Eruptions reported in 1787, 1802, 1862 and 1902 in the region have also been attributed to Yucamane, although some may actually have occurred at Tutupaca. (Note: Candarave inhabitants call Tutupaca the "bad mountain" and Yucamane the "good mountain", which may refer to volcanic activity at the former. Volcanic activity at Tutupaca was attributed to Yucamane in part because Tutupaca is more heavily eroded.) The 1787 and 1902 events involved the emission of ash; an 1874 edition of the Arequipa-based El Deber newspaper states that Yucamane was "bursting" and "steaming" in 1787. There does not appear to be any volcanic material more recent than the 3,270 ± 50/3,085 ± 35 eruption, however. Overall, historical records are fragmentary and scarce, and the Global Volcanism Program recognizes the 1,320 BCE eruption as the most recent event.

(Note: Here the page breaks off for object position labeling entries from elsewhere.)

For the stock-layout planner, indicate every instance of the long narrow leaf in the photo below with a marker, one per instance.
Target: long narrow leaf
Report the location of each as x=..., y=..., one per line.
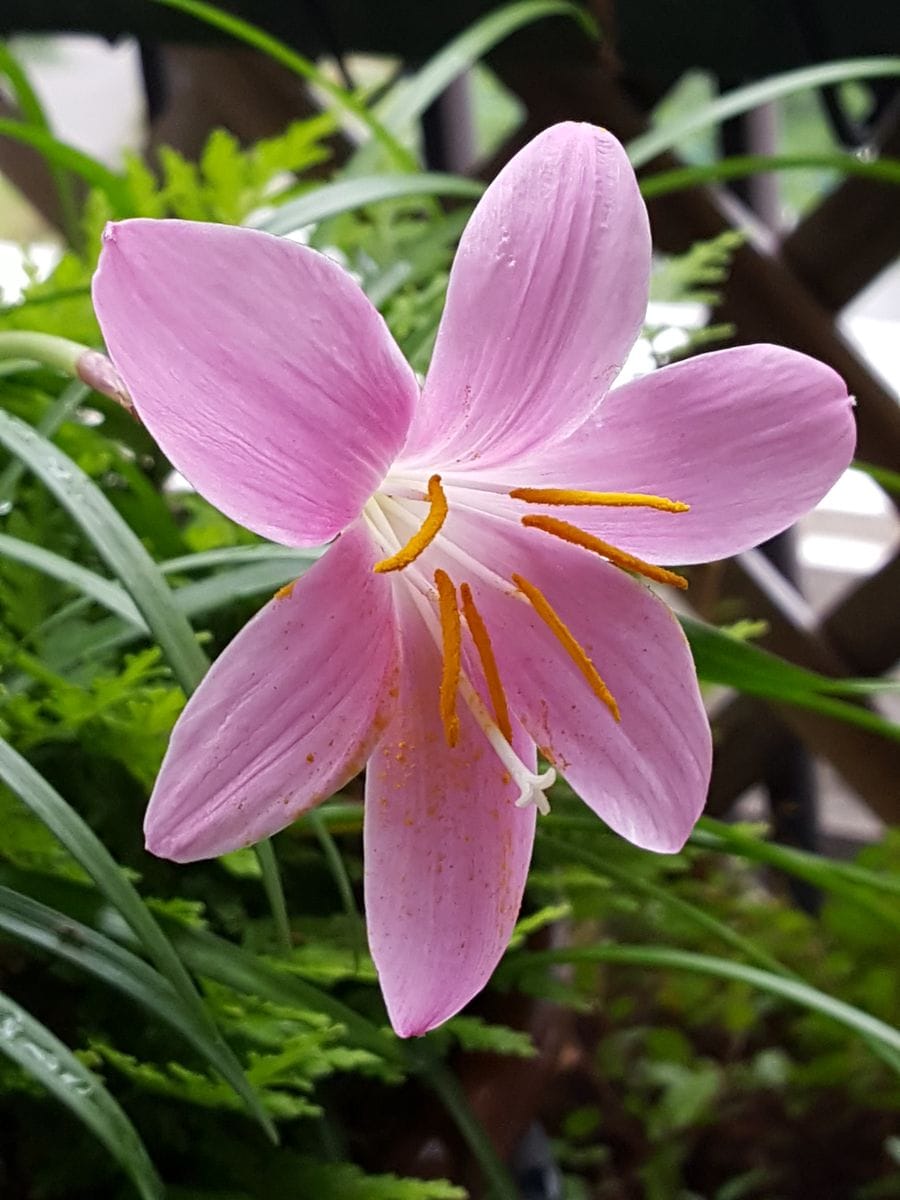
x=735, y=664
x=120, y=549
x=30, y=107
x=42, y=1056
x=645, y=148
x=411, y=99
x=99, y=588
x=79, y=163
x=60, y=935
x=64, y=406
x=347, y=195
x=883, y=171
x=87, y=849
x=244, y=31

Yucamane is fumarolically active in its summit crater, the fumaroles are most recognizable after precipitation and are not very intense. Presently, Yucamane is considered to be a dormant volcano. Thermal anomalies of about 3 C-change of uncertain origin have been observed on Yucamane by satellite imagery. The Caliente geothermal field east of Yucamane, which includes geysers and hot springs, appears to be unrelated to Yucamane.

=== Hazards ===

As of 2021, the volcano is monitored with seismometers, detectors of tilt and cameras. The Peruvian geological agency INGEMMET considers Yucamane a "moderately hazardous" volcano; it has published ash fall, lava flow and pyroclastic flow hazard maps for Yucamane, and additional hazard maps are available on its website. According to these the western, eastern and southern flanks could be threatened by lava flows, whereas the older volcanoes protect much of the northern flank. Hazards from pyroclastic flows extend farther, down to the Laguna Aricota lake southwest of the volcano. Hazards from lava flows derive from their ability to bury land and to ignite flammable materials, as well as the possible creation of lava dams on rivers and outburst floods when they break, while the high speed and temperatures of pyroclastic flows threatens people with asphyxiation, burial and burns. More than 9,000 people live in the danger zone.

Ash fall from an eruption could extend southeastward to the border with Chile and affect the towns of Candarave, Ilabaya, Pachia, Palca and Tarata. Volcanic earthquakes like the 1999 Ticsani earthquakes at a volcano farther north and volcanic gases constitute additional dangers.